🚀 Executive Summary
TL;DR: Fragmented Terraform/OpenTofu repositories across multiple teams lead to critical issues like configuration drift and dangerous outages due to uncoordinated changes. The article proposes a tiered approach to solve this, ranging from a quick centralized state output catalog to a comprehensive platform abstraction layer, to regain control and scale IaC effectively.
🎯 Key Takeaways
- A Centralized State Output Catalog acts as a quick, cultural fix to establish IaC ‘contracts’ by documenting official `remote_state` configurations and outputs, preventing ad-hoc state consumption.

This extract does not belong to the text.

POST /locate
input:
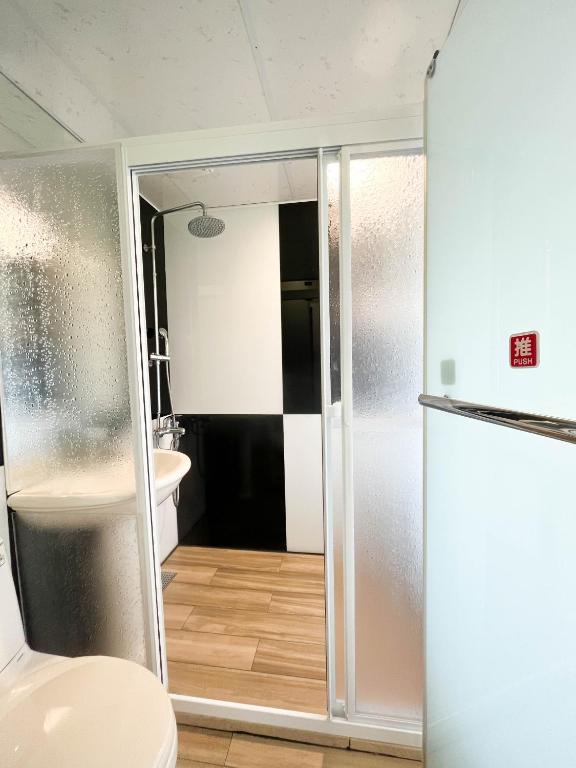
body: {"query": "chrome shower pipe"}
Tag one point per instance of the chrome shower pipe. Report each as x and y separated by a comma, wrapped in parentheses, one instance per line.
(157, 359)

- Implementing a Module Monorepo with a Private Registry provides a permanent solution by centralizing reusable, company-approved Terraform/OpenTofu modules, enforcing standards, and significantly reducing boilerplate and security review overhead.

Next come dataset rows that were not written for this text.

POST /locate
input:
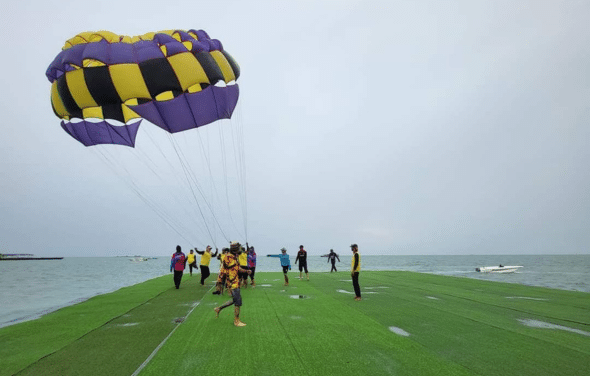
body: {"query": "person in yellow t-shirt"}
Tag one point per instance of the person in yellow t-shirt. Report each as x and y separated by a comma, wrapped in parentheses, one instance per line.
(205, 260)
(243, 261)
(191, 261)
(355, 270)
(220, 283)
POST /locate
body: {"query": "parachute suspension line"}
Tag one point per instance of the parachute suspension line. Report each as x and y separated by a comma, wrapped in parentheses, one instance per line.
(240, 160)
(222, 150)
(190, 176)
(175, 174)
(134, 188)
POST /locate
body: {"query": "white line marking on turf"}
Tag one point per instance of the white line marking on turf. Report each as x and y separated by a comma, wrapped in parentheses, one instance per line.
(399, 331)
(149, 358)
(546, 325)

- The Platform Abstraction Layer, or Internal Developer Platform (IDP), is the ultimate solution for hyper-scale, enabling application teams to define infrastructure needs via simplified manifests, abstracting away direct Terraform interaction and maximizing developer velocity.
Struggling with fragmented Terraform or OpenTofu repos across teams? This guide explores the root causes and offers three practical solutions, from quick fixes to long-term architectural changes, to help you regain control of your IaC at scale.
IaC at Scale: Taming the Hydra of Fragmented Terraform Repos
I remember a 2 AM PagerDuty alert. The core authentication service was down, and our status page was bleeding red. The cause? A seemingly unrelated change to a networking module by the Analytics team. Their Terraform repo had a stale remote_state data source pointing to an old S3 bucket for our VPC config. Their ‘apply’ reverted a critical security group rule we had patched an hour earlier. That’s when I knew our “let a thousand flowers bloom” approach to IaC was actually just letting a thousand weeds choke the garden. It’s a story I’ve seen play out at nearly every company I’ve worked for, and it’s a direct result of well-intentioned autonomy colliding with scale.
Why Does This Fragmentation Even Happen?
Let’s be honest, it rarely starts with bad intentions. It’s the natural outcome of Conway’s Law: your systems architecture will mirror your organization’s communication structure. You have multiple teams, so you get multiple repos. Each team wants to move fast, so they create their own little IaC kingdom. Initially, this feels like agility. The ‘Platform’ team builds the VPC, the ‘Apps’ team builds the EC2s, and the ‘Data’ team builds the Redshift cluster.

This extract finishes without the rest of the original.